Delayed unstake: Marinade documents a 0.1% fee for mSOL holders who use delayed unstake; it is redistributed to mSOL holders to discourage timing games.
Instant unstake: Variable fee based on liquidity conditions in the protocol’s mSOL/SOL pool. Always check the live preview in the app before confirming.
Unstaking timeline: If you choose delayed exit, one Solana epoch (~2–3 days) applies. The app shows your estimated completion window before you sign.

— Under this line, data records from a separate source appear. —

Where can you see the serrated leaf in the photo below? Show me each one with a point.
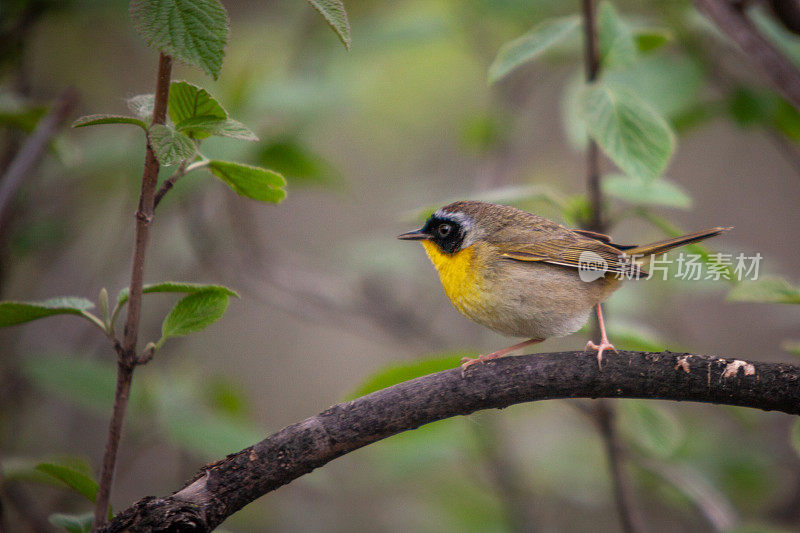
(767, 289)
(334, 13)
(142, 105)
(194, 313)
(175, 286)
(633, 135)
(617, 46)
(171, 147)
(93, 120)
(651, 427)
(13, 313)
(397, 373)
(649, 39)
(80, 482)
(661, 192)
(188, 101)
(201, 127)
(194, 31)
(81, 523)
(531, 45)
(253, 182)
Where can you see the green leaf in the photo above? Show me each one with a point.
(298, 163)
(171, 147)
(397, 373)
(253, 182)
(334, 13)
(188, 101)
(93, 120)
(79, 481)
(194, 31)
(794, 436)
(201, 127)
(630, 132)
(174, 286)
(13, 313)
(81, 523)
(532, 45)
(617, 46)
(651, 427)
(194, 313)
(661, 192)
(142, 105)
(649, 39)
(770, 290)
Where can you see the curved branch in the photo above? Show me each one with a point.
(222, 488)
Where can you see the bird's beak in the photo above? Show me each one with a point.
(417, 235)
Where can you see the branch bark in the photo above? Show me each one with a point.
(222, 488)
(126, 352)
(775, 65)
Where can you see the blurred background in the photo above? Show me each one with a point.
(404, 121)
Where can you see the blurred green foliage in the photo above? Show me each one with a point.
(415, 77)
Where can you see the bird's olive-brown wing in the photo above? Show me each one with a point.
(575, 251)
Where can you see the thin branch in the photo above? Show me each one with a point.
(32, 150)
(592, 63)
(222, 488)
(630, 518)
(127, 354)
(169, 183)
(604, 413)
(762, 53)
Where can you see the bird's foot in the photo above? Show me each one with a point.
(467, 362)
(603, 346)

Fees and limits can change; rely on the live app/help screens for the latest numbers at the time you transact.
How to get started
Connect a Solana wallet on Marinade
Visit the official app and connect your wallet. You’ll see options for Liquid (mSOL) or Native staking.
Choose Liquid or Native
Pick Liquid to mint mSOL and use it across DeFi while rewards accrue in the mSOL/SOL rate.
Pick Native to delegate SOL directly from your wallet to Marinade’s validator set with no wrapped token.
Select amount and confirm
Enter how much SOL you want to stake, review any prompts (e.g., small rent/fee notices), and approve the transaction in your wallet. Rewards accrue automatically each epoch.
(Optional) Explore validator features
If you want deeper control or visibility, read up on Stake Auction Marketplace and Protected Staking Rewards—these shape how your stake is allocated and protected within Marinade’s framework.
Unstake when needed
mSOL: choose Delayed (epoch-based; 0.1% fee for mSOL holders) or Instant (variable, shown in-app).
Native (external stake accounts): use Marinade’s instant unstake tool for a small documented fee, or wait a full epoch to exit fee-free. The app/help screen shows the current fee and ETA.
Pro Tips
Leave a small amount of SOL in your wallet for network fees when you stake, restake, or unstake—especially if you plan to batch multiple actions. (The app will prompt you as needed.)
Frequently Asked Questions
Get answers to the most common questions about this tool
What is Marinade?
Marinade is a non-custodial staking protocol on the Solana blockchain that allows users to stake their SOL tokens and receive mSOL, a liquid staking derivative.
How does Marinade work?
Users stake their SOL tokens with Marinade, which delegates them to a diverse set of validators. In return, users receive mSOL tokens, representing their staked SOL plus accrued rewards, enabling participation in DeFi activities while earning staking rewards.
What is the difference between mSOL and Marinade Native?
mSOL is a liquid staking token you receive when you stake SOL through Marinade. It accrues staking rewards in its exchange rate and can be used in DeFi. Marinade Native delegates SOL directly from your wallet to validators—no token is minted, and Marinade lists no ongoing user fee for this mode (instant exit is optional with a small fee).
How long does it take to unstake without paying an instant fee?
Delayed exits complete after one Solana epoch (about 2–3 days). The app shows your estimate before you sign.
How do instant unstake fees work?
For mSOL, instant unstake uses a liquidity pool and the fee varies with liquidity conditions (check the live preview). For native stake held outside Marinade, Marinade documents a 0.05% instant unstake fee plus network fees.
Is Marinade audited or otherwise evaluated for security?
Yes. Marinade publishes audits (e.g., Neodyme’s 2024 review of Validator Bonds; earlier audits such as Ackee) and maintains a security hub. Marinade also announced SOC 2 Type I compliance in 2025. As always, smart-contract and network risks exist; read the docs before using.
What is Protected Staking Rewards (PSR)?
PSR requires validators to post SOL bonds that cover certain reward shortfalls from commission changes or downtime, with defined coverage splits between validator and Marinade. It’s an on-chain safety layer designed to keep staking performance steady while staking to more validators.